Why measure cosmic radiation with a three-tonne block of ice on an icebreaker?8 February 2010 - 12 March 2010
Researchers at the geographic South Pole have built IceCube, the world’s largest neutrino observatory. One reason to search for neutrinos is that they can emerge relatively unhindered from those parts of the universe where the cosmic radiation with the highest energies is generated. Cosmic radiation was discovered some 100 years ago, but its origins are still to some extent unknown. IceCube could shed light on many other questions in the field of physics.
IceTop, which is a network of 162 ice blocks containing light detectors, is an important part of the IceCube observatory. IceTop lies on top of the inland ice sheet, above the deepest part of the observatory. Each ice block measures 2 m in diameter and 1 m in height. The ice has been frozen in such a way that no bubbles form, making it extremely clear, and each ice block contains two light detectors. We can use IceTop to measure variations in the particle radiation from the sun. Solar eruptions cause variations in the atmospheric radiation level, and affects communications and power grids on the earth.
The purpose of the project on board icebreaker Oden during the Oden Southern Ocean 2009/10 expedition was to calibrate the ice blocks as detectors.
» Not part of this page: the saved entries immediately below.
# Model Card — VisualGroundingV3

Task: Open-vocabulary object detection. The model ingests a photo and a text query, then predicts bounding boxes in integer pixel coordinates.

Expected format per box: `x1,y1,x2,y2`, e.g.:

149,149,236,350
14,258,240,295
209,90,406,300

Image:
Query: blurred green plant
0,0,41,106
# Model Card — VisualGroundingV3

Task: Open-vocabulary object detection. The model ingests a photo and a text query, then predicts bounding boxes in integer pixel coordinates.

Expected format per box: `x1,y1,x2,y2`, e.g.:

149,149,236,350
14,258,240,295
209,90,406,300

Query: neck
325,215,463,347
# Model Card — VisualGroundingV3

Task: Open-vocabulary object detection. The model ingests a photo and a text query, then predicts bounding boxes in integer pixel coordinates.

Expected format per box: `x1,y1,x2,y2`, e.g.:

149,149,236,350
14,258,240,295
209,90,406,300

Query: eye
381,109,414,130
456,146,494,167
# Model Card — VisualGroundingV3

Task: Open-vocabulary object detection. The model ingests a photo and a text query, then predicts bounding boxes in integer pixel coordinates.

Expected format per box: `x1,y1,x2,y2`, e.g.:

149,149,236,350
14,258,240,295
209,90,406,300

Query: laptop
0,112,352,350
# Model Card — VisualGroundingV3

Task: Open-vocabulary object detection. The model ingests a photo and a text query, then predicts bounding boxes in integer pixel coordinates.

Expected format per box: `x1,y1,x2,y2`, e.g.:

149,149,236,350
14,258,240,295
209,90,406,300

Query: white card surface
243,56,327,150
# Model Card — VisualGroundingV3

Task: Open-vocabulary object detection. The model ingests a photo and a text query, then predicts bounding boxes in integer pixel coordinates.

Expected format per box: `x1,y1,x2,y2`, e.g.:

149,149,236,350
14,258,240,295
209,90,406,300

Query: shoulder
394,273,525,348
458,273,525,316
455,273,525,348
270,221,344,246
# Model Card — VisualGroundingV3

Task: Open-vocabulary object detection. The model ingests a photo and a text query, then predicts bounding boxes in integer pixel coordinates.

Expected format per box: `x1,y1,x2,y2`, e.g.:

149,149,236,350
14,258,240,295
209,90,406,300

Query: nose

The method used is known as “latitude scan”, which makes use of the fact that the energy of the selection of particles that reach the detector is affected by the earth’s magnetic field, making the variations in latitude during shipment between Sweden and Antarctica an important factor. Data were gathered continuously from the time the equipment was installed on-board Oden until the icebreaker returned to port in Sweden. Figure 1 clearly shows how the neutron radiation varied with latitude during the voyage.
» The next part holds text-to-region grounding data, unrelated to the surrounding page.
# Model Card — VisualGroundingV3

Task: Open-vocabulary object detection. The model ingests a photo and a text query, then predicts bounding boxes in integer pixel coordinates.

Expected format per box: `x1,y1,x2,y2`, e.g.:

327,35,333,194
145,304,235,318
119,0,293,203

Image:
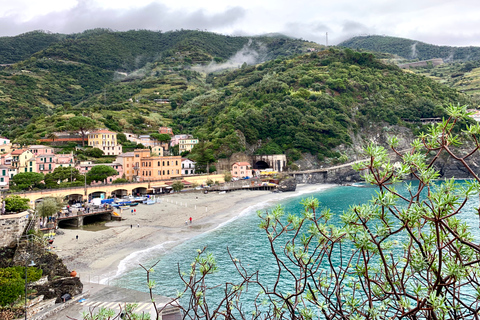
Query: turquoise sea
111,181,480,309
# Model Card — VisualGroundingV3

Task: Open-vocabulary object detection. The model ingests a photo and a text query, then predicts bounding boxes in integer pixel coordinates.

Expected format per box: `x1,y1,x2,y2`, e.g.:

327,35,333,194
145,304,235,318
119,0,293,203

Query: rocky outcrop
11,241,83,304
33,277,83,303
278,176,297,191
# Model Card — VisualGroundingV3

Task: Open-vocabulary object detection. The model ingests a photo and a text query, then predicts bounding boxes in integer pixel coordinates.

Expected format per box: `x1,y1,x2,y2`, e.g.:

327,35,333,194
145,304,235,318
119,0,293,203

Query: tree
171,181,184,192
3,195,30,213
150,133,171,143
10,172,44,191
36,197,63,221
67,116,96,147
86,165,118,184
84,147,104,158
224,172,232,182
190,141,215,173
44,167,83,188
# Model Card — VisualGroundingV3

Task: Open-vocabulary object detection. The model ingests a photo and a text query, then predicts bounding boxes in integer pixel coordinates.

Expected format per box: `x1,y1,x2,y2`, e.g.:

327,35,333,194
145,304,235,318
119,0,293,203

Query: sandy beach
53,184,335,284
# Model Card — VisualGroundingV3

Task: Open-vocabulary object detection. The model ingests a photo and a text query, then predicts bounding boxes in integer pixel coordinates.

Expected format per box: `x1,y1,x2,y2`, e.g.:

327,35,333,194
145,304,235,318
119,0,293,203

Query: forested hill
339,35,480,62
0,30,64,64
1,29,321,69
4,47,468,163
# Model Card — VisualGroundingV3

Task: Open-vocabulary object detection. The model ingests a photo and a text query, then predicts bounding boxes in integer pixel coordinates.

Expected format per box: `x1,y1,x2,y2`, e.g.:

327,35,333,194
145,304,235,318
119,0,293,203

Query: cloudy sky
1,0,479,46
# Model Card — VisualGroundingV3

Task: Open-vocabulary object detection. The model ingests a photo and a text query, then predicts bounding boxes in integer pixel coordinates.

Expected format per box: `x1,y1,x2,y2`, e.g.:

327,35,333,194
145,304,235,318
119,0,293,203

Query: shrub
0,269,23,306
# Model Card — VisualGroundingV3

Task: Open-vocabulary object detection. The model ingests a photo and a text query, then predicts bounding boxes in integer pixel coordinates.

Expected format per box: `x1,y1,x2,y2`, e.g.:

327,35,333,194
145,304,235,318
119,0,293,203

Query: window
29,168,32,172
162,161,165,166
1,170,5,176
167,161,170,166
163,170,165,175
176,161,178,165
0,178,3,182
167,170,170,175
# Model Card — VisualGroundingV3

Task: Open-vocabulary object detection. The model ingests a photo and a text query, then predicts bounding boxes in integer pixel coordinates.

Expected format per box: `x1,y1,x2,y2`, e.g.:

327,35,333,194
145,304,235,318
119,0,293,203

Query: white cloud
1,0,480,46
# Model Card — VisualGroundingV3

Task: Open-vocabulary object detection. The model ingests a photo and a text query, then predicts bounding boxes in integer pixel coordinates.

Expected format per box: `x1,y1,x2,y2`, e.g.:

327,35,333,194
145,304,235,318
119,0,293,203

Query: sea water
112,181,480,308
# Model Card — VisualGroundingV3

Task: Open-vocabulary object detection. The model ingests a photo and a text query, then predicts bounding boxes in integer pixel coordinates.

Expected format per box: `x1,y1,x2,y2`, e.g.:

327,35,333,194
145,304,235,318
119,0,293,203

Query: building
179,138,199,153
0,165,9,190
124,133,169,150
0,154,12,166
152,146,164,156
158,127,174,136
170,134,192,147
231,162,252,179
0,137,11,154
115,149,181,182
34,154,56,174
56,153,75,168
28,145,55,156
11,149,34,173
181,158,196,175
76,161,124,184
88,130,122,156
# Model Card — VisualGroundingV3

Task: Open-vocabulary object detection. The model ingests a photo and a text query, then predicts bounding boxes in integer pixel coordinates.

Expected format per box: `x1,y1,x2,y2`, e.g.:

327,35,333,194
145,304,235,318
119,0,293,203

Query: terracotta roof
233,162,251,166
11,149,28,155
90,129,117,134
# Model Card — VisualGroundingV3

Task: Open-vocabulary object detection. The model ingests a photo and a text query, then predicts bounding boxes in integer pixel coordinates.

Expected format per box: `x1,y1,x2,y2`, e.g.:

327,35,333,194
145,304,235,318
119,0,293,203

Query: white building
181,158,196,175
An ice block similar to those found in IceTop at the South Pole was frozen in a freezer container in Uppsala and equipped with four light detectors (Photo 2). The freezer container was loaded on-board Oden and connected to measuring computers that collected data throughout the entire voyage.
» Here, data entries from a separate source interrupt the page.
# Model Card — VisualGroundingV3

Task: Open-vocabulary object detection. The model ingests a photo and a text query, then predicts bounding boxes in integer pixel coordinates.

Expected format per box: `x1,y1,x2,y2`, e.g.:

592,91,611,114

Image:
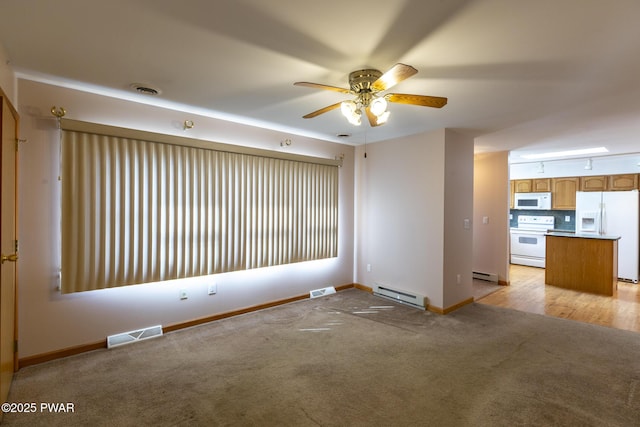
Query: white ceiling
2,0,640,163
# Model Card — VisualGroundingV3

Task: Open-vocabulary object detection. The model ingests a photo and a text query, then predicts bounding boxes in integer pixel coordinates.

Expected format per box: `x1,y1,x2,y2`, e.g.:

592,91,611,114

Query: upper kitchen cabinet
608,174,638,191
532,178,551,192
513,179,532,193
512,178,550,193
552,177,579,209
580,175,607,191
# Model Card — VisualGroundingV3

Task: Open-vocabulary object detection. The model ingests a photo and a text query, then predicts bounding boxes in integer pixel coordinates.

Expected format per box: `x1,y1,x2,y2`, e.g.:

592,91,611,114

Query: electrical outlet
208,283,217,295
179,289,188,300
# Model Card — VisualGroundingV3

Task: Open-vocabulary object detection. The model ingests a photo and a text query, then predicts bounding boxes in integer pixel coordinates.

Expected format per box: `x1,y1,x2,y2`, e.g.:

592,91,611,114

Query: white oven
510,215,555,268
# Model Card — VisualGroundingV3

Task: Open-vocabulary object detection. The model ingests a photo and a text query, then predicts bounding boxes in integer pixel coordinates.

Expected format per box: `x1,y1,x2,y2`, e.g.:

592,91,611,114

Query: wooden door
0,93,18,406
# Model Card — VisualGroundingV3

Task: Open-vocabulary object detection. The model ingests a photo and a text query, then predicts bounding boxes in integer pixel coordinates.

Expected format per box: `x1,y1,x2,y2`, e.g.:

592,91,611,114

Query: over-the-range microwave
514,192,552,210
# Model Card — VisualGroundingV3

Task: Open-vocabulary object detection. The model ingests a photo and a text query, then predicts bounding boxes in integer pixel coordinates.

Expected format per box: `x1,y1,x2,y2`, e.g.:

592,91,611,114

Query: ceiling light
520,147,608,160
375,110,390,125
341,100,362,126
341,93,390,126
370,97,387,116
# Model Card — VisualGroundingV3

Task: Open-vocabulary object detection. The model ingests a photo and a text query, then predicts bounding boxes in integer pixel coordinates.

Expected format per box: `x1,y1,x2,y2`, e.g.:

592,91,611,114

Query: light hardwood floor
477,264,640,334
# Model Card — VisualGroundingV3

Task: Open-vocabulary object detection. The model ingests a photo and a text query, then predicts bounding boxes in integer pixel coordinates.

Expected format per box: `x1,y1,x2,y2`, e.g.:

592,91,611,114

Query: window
59,120,339,293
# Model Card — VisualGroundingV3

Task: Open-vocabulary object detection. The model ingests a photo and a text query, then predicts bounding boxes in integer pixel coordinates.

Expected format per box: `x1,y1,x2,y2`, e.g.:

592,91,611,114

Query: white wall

The measurement data have been checked and will be usable for calibration purposes. The job requires the coordination of a number of different parameters, some of which had to be done by means of manual control, as the GPS clock failed to function as intended. As a result, the analysis is taking somewhat longer than originally planned. The measurements will be published in a scientific journal, probably Nuclear Instruments and Methods. However, their main value will come later, primarily in improving the quality of the measurements from IceTop, and the results from the observations from IceCube will be published as usual in scientific journals in the fields of astrophysics and particle physics.